Multitemporal land cover classification of remote sensing data for national surveying tasks
Team: | M. Voelsen, F. Rottensteiner, C. Heipke |
Year: | 2019 |
Funding: | Landesamt für Geoinformation und Landesvermessung Niedersachsen (LGLN) |
Duration: | Since 2019 |
With the availability of large amounts of satellite image time series (SITS), the identification of different materials of the Earth’s surface is possible with a high temporal resolution. One of the basic tasks is the pixel-wise classification of land cover, i.e. the task of identifying the physical material of the Earth’s surface in an image. State-of-the-art methods to solve this tasks in a supervised manner are based on deep learning approaches, like fully convolutional neural networks or transformer.
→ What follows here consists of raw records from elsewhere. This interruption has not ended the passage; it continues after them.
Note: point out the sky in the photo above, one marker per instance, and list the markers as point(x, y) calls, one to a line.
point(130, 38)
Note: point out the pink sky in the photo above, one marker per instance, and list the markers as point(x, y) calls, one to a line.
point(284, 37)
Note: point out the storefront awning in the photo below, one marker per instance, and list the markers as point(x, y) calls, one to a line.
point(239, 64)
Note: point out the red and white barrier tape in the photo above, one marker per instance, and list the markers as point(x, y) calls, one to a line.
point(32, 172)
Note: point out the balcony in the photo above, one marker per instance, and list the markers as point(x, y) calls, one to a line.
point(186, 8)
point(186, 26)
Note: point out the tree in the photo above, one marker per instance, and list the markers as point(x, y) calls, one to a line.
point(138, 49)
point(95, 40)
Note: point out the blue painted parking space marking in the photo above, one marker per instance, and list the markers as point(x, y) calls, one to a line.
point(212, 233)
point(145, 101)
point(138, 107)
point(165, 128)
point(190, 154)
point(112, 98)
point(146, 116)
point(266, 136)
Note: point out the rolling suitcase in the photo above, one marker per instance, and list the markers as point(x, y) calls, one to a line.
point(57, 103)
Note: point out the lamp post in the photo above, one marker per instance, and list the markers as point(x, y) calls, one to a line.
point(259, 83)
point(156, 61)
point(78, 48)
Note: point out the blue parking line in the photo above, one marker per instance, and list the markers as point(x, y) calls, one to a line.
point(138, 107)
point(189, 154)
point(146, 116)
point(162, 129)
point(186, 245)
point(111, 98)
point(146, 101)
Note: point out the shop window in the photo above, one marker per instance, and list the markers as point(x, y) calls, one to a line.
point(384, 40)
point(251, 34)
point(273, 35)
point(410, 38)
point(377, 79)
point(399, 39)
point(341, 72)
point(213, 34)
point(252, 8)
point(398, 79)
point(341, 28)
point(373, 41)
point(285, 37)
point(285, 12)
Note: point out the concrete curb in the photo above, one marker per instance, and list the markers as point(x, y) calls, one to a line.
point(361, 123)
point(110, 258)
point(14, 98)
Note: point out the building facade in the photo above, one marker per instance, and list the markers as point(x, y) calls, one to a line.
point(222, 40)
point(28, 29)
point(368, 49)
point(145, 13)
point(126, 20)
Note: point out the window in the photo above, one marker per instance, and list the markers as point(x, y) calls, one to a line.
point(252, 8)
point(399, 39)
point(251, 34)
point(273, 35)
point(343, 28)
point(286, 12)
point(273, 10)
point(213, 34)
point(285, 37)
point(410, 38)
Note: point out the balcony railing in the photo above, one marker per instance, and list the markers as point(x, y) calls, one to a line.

The main objective of this project is the utilization of Sentinel image data for the automatic update and enrichment of geospatial databases of the surveying administration of Lower Saxony (LGLN), especially with regard to land cover and land use. While this is currently done using images from aerial flights, which are acquired every three years, this update is now based on the pixel-wise classification of the available satellite image time series that are acquired every 5-6 days for the Sentinel-2 satellite. The Sentinel data are continuously collected by the European Space Agency (ESA) within the framework of the Copernicus program for several years now and are made available free of charge.
For the pixel-wise classification fully convolutional neural networks (FCNs) are used to extract spatial features from the images. In addition, the temporal dimension is involved in the classification process, which means that a timeseries serves as input to the classifier, which also provides an output for each input timestep. For the extraction of temporal features transformer models are also a suitable kind of model as they can extract dependencies between input sequences of arbitrary length, that are independent of the distance of the images in the sequence. For these reasons, transfomer models are used in combination with the FCN models to extract both, spatial and temporal features. The training data needed for this method are obtained from existing geodata of the LGLN that is combined to temporally suitable satellite data.